From the souvenir programme given to attendees at the Guildhall on 22 September 1955

The Associated Broadcasting Company brings to the field of independent television a Board of Directors whose combined experience in public service and entertainment is unrivalled.

A.B.C.’s Chairman, Prince Littler, has occupied a prominent place in the field of entertainment for many years and, among his other directorships, includes that of Moss Empires Ltd., Stoll Theatres Ltd., Associated Theatre Properties and many other theatre-owning and theatre-managing organisations.

A.B.C.’s Vice-Chairman, Norman Collins, a former director of the B.B.C.’s Television Service, has been in the forefront of the battle to bring independent television to Britain and has been closely associated with every stage of its development.

The Members of the Board of Directors and the Management Committee of A.B.C. include: the outstanding figure of the Variety world — Val Parnell; Richard L. Meyer, a pioneer in independent television; Harry Alan Towers, one of the foremost independent producers and distributors of radio and television programmes and Lew Grade — one of Britain’s leading agents and an important figure in the entertainment field.

A.B.C. has been entrusted, initially, with the responsibility of providing the programmes for the London Station on week-ends and for the Birmingham Station, Monday to Friday.
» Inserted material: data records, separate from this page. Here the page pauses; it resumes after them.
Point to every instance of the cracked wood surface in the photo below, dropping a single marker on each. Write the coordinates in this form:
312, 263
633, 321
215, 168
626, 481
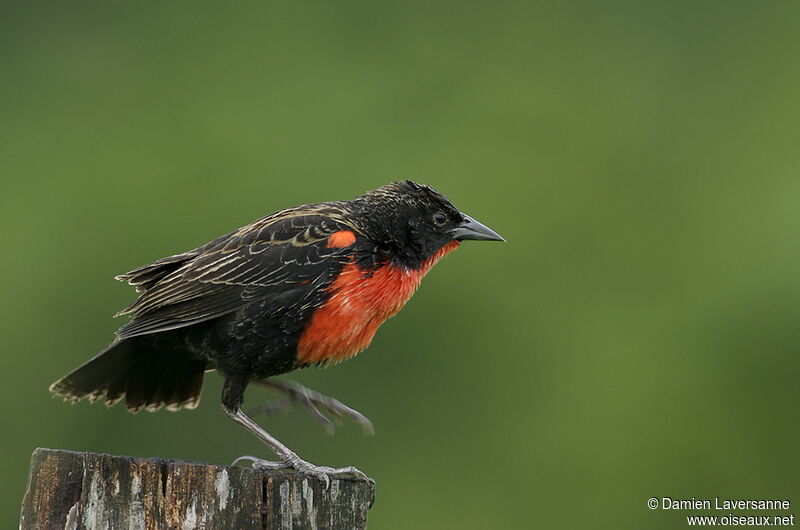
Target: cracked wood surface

It is, therefore, the only independent television programme contractor with a programme responsibility which extends over the whole seven days of the week.

A.B.C. has predominantly turned to the field of experienced technicians and producers and numbers among its staff some of the many whose knowledge of television extends back to its earliest days in Britain.

Heading its Light Entertainment Department is Bill Ward, associated with many of television’s best-known shows. Keith Rogers — another pioneer of television — heads the O.B. side; and, in the initial stages, his responsibility extends considerably beyond the Outside Broadcast field.

Individual directors whose services are available to A.B.C. include Bill Lyon Shaw, Denis Vance, Desmond Davis, Henry Caldwell, Dicky Leeman, Leonard Brett, Stephen Wade, Cecil Petty and many more.

A.B.C. has converted Wood Green Empire — one of the largest suburban Variety Theatres — into one of the most modern and best equipped Television Theatres in the world. It is from here that many of the top Variety Productions of A.B.C. will originate.

In addition, through the interests of its Directors, A.B.C. will have available many of the best known theatres in London and the Provinces, including the London Palladium, whence will originate, each Sunday night a Variety highspot — SUNDAY NIGHT AT THE LONDON PALLADIUM. A.B.C. has recently acquired the British National Studios at Elstree — a fully equipped modern motion picture production centre where many of the television films which A.B.C. is presenting are being made. Through other Directors of A.B.C., the Company has a link with Highbury Studios and Nettlefold Studios — two other centres for the production of television films.

Many of A.B.C.’s major programmes will be produced for it by the Incorporated Television Programme Company Limited, with which Prince Littler, Val Parnell, Lew Grade and Harry Alan Towers are also associated. This Company, founded by public relations expert Suzanne Warner, adds further show-business strength through members of its Board, who include Hugh Beaumont, of H. M. Tennent Limited, Stuart Cruikshank of Howard & Wyndham Theatres, Phillip and Syd Hyams of Eros Films, John Schlesinger of the Schlesinger Organisation and Anthony Gishford of Boosey and Hawkes Limited.

The nerve centre of A.B.C.’s week-end operation is the modern control centre at Foley Street, London, within 200 yards of Museum Exchange — the nerve centre of the micro-wave and coaxial cable linking system of the G.P.O.

A.B.C. will also be developing a studio centre in Birmingham.

These are some of the personalities and facilities which together, will be ensuring that A.B.C. T.V. fills an important role in the pioneering and development of independent television in Britain.

Note: after less than a month on air and following a court battle with the Associated British Picture Corporation who owned the ABC cinema chain, Associated Broadcasting Company Ltd was renamed Associated TeleVision Ltd (ATV). It is not related to ABC Weekend Television, who provided the programmes at weekends in the Midlands and the North from 1956-1968, who were a subsidiary of the Associated British Picture Corporation.